This is a weird topic, brought to you mostly by Square Enix themselves.
Without opening the history books too far back, quite a few gamers cut their teeth on Square Enix games, especially the RPGs (Final Fantasy and Dragon Quest, notably). There’s a nostalgia factor here, where we are on iterations that have gone on for 30 years. Here in the West, we haven’t been fully exposed to that library – which has a substantial set of franchises.
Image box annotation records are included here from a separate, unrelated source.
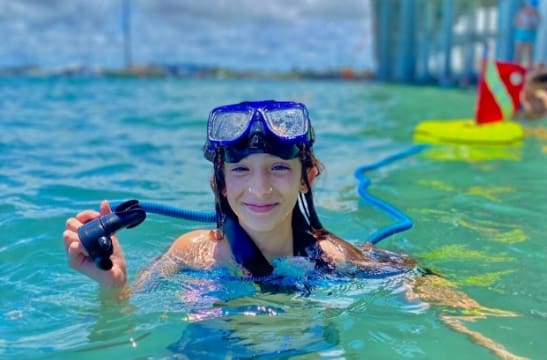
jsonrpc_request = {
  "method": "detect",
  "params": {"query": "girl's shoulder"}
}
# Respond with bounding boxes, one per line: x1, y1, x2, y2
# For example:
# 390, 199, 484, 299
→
167, 229, 232, 268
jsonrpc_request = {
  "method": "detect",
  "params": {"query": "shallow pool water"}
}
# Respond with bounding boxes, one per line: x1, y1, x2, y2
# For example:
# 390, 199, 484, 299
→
0, 78, 547, 359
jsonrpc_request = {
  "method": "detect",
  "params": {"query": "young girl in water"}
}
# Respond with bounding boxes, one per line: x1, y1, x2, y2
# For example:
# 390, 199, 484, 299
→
63, 101, 528, 356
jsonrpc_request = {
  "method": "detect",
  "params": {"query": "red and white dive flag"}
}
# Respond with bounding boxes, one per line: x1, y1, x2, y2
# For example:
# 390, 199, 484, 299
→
475, 60, 526, 124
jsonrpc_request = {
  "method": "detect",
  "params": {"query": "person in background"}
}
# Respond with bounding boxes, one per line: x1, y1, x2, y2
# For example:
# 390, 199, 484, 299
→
513, 0, 540, 67
518, 64, 547, 119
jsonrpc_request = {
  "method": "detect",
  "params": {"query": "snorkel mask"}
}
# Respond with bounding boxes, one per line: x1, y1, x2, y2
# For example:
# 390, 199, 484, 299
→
204, 100, 314, 163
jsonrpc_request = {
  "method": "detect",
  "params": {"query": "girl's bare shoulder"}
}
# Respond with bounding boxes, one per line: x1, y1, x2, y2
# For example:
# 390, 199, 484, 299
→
167, 229, 232, 268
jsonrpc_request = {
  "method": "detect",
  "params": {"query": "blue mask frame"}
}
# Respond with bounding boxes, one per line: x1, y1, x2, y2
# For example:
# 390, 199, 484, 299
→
204, 100, 315, 162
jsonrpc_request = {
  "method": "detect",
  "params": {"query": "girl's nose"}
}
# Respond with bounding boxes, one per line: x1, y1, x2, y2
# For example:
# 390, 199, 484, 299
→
248, 172, 273, 197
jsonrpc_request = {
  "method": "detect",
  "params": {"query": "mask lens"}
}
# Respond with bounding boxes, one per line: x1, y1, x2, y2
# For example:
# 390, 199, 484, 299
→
209, 111, 252, 142
265, 109, 308, 139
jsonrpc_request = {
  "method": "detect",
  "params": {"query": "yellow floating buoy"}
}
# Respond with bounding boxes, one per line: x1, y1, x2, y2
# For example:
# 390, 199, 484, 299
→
414, 119, 524, 145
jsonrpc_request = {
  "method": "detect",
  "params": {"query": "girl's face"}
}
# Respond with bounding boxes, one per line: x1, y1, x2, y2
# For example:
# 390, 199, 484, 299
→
224, 154, 306, 232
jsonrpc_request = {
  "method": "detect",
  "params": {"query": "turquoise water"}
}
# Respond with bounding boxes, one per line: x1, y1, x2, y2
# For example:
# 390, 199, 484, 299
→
0, 79, 547, 359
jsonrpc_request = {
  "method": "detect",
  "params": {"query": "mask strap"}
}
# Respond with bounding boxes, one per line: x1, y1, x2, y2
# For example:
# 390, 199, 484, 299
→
301, 157, 323, 230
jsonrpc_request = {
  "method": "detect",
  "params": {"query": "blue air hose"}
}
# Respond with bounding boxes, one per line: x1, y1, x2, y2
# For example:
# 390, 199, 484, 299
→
111, 145, 428, 244
354, 145, 429, 244
111, 200, 217, 222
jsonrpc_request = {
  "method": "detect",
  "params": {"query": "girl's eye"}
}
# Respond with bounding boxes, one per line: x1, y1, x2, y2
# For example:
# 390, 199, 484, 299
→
230, 166, 249, 173
272, 164, 291, 171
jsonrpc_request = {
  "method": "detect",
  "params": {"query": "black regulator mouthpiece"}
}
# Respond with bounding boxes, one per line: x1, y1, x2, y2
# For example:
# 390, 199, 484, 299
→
78, 200, 146, 270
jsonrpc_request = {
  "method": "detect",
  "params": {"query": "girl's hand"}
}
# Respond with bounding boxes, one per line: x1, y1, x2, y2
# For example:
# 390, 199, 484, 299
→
63, 200, 127, 289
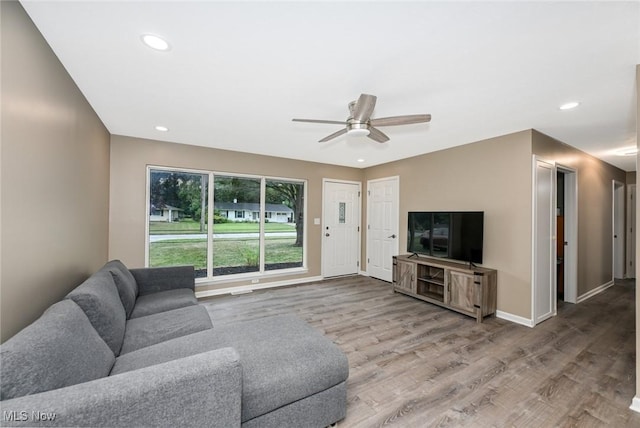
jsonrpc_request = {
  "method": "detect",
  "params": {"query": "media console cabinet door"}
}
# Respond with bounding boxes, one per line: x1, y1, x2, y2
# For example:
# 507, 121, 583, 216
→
395, 260, 416, 293
449, 270, 476, 314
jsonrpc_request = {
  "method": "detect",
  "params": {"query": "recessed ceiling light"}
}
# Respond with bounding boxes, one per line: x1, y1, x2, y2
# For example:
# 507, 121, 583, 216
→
616, 147, 638, 156
560, 101, 580, 110
142, 34, 169, 51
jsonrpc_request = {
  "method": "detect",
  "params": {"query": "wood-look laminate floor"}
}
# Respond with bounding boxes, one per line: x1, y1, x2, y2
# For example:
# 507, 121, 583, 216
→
205, 276, 640, 428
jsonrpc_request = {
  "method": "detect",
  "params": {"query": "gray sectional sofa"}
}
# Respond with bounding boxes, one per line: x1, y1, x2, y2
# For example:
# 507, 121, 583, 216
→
0, 260, 349, 428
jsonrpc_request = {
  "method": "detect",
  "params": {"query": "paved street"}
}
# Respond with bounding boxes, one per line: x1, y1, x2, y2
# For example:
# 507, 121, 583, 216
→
149, 232, 296, 242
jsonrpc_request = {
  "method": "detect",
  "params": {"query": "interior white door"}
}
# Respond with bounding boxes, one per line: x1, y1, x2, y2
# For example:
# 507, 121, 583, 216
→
627, 184, 636, 278
613, 181, 624, 278
367, 177, 399, 282
532, 159, 556, 324
322, 180, 360, 277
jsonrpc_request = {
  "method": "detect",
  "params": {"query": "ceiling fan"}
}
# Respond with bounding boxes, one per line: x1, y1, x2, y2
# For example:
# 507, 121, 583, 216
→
293, 94, 431, 143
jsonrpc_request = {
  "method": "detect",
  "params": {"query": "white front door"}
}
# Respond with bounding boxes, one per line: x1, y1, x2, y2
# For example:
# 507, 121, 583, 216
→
367, 177, 399, 282
322, 180, 360, 277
Now here’s where things get a bit odd. Square Enix appears to have 3 main arms. First is FF14, which is without question their cash cow. Second is their modern IP development stream – which includes Tomb Raider, Final Fantasy, and new IP such as Outriders. Finally, there’s the nostalgia miners, the remakes of older games sold on other platforms. The FF pixel remasters are a great example of supremely low effort development, with high margins on sales. There really aren’t any other dev/publishing arms that are able to get all 3 streams working… perhaps Nintendo if they could figure out how emulation worked properly.
Compounding this is the Square Enix board’s bar for success. The Tomb Raider remake sold 3.4m copies in a month and was “below expectations“. FF15 had DLC cancelled. Outriders sold gangbusters and didn’t turn enough of a profit to pay the developers. Marvel Avengers was an attempt at games as a service without understanding how that model actually works. Babylon’s Fall, which met with amazingly low review scores, saved a few bucks in development by simply taking them from FF14.
I have no doubt that game development is expensive, especially when you add in the AAA flavors. It takes a crazy amount of sales to recoup the costs of a big dev team. Somehow we can get Horizon Forbidden West, without any microtransactions to turn a profit, or at least be worth the investment. There’s some sort of challenge here in managing expectations – and Square Enix appears to be extremely optimistic in their projections.
A known IP has a chance of breaching the million copies sold threshold, not a guarantee. It has to be both working and good. (Cue the death of the SimCity). There’s a balance to be had here, where timing and luck have some factor. Titanfall 2 is arguably the best FPS in years, but it launched in the wrong window. BF2042 had a ton of pre-orders, launched broken, suffered refunds, and is all but gone now.
A new IP has a tremendous mountain to climb to get any attention, let alone sales. Hades, a game of the year winner, barely broke a million sold. Dead Cells hit 5m. There are literally thousands of games released every month, how does one stand out from the rest? Babylon’s Fall had rather poor PR before launch, plays like crap, and is nowhere to be found now. It’s a heroic effort to launch a game, let alone a good one.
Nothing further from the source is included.